In the contemporary frame of reference proposed by Nicolas Bourriaud's Relational Aesthetics, though, 7360 Sukiyaki may be seen as an interesting precursor to 1990s artists' work. In this context, attention centers on the unusual way in which 7360 Sukiyaki brings the filmmaker and the audience together, collapsing the mediation that ordinarily habituates the activities of film making and viewing. The works of all artists, Bourriaud says,

whose work stems from relational aesthetics…involve mehods of social exchanges,
interactivity with the viewer within the aesthetic experience being offered to him/her,
and the various communication processes, in their tangible dimension
as tools serving to link individuals and human groups together.
(43)5

With this refocusing, the earlier framework of excess-the splicing of cuisine into the institution of film presentation-now begins to fill out a coherent “relational” image of the work. In Bourriaud's terms, cuisine is used in 7360 Sukiyaki to introduce a recognizable and productive activity, recontextualized within the specific province of cinema. The audience clientele is being waited upon. Just as Bourriaud says of those he extols in the 1990s,

the artist works in the real field of the production of goods and services,
and aims to set up a certain ambiguity, within the space of his activity,
between the utilitarian function of the objects he is presenting, and their aesthetic function.
(35)


Even 7360 Sukiyaki's Japanese imprint reflects a feature that Bourriaud makes out as characteristic of the cosmopolitan urbanity to which he attributes the emergence of a relational esthetic modality.
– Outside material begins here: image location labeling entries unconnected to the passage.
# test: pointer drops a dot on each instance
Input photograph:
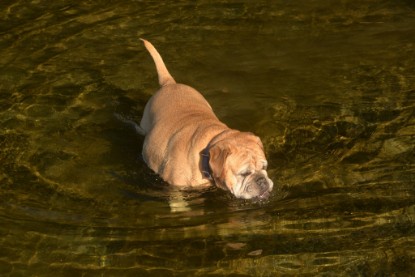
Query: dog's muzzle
(258, 187)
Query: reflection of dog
(187, 145)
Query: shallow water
(328, 86)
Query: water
(329, 87)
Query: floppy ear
(218, 155)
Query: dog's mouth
(257, 186)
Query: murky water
(328, 85)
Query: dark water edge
(329, 87)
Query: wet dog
(187, 145)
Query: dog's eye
(245, 173)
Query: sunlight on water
(329, 88)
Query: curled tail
(164, 76)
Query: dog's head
(238, 164)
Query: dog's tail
(164, 76)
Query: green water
(329, 86)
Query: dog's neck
(206, 170)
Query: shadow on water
(329, 87)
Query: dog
(187, 145)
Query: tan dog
(187, 145)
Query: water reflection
(328, 87)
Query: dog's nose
(262, 183)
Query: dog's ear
(217, 157)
In the compact global conditions of the late 20th century, a system of intensive encounters has produced linked artistic practices-

an art form where the substrate is formed by intersubjectivity,
and which takes being-together as a central theme, the “encounter”
between beholder and picture, and the collective elaboration of meaning.
(15)


Of course, in centering his discussion on younger European artists, Bourriaud is not trying to be exclusionary, nor to make claims that the urban condition of “relational aesthetics” emerged ab ovo in 1990. But it is instructive to find that work which eluded definition under the terms of late modernity/postmodernity can be revisited with enhanced clarity in light of later developments in the arts.

I am not trying to claim that my work of the 1970s is better represented through the lens of theories that have matured a quarter century afterwards, than it could have been at the time if there had been a greater sensitivity to meta-institutional moment as a factor within the discourses of the art and film worlds. But I would be heartened to see the resurfacing of more cultural interventions and a more concerted meta-institutional discourse. Some “culture jamming” initiatives-I am thinking of ®™ark-are promising in this regard.
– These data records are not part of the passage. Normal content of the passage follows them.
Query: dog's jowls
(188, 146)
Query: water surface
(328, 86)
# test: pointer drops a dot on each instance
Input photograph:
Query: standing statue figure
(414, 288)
Perhaps the general artistic turbulence that shook cultural institutions from the late 1940s through the beginning of the 1960s (with Cobra, the Lettristes, the Situationist Internationale, early Cage and Rauschenberg, and Fluxus) was displaced (first) by the cooptation of the conceptualist rebels, who were lured back inside the gallery, and (second) by the art world's gradual embrace of its excluded Others-women first, then “outsiders” from every direction. I still believe, though, that media artists can stand (like the Man with a Movie Camera) everywhere, even above the institutional processes of corporate capitalism, and should pose, within the hierarchy of signs, necessary questions and meta-questions.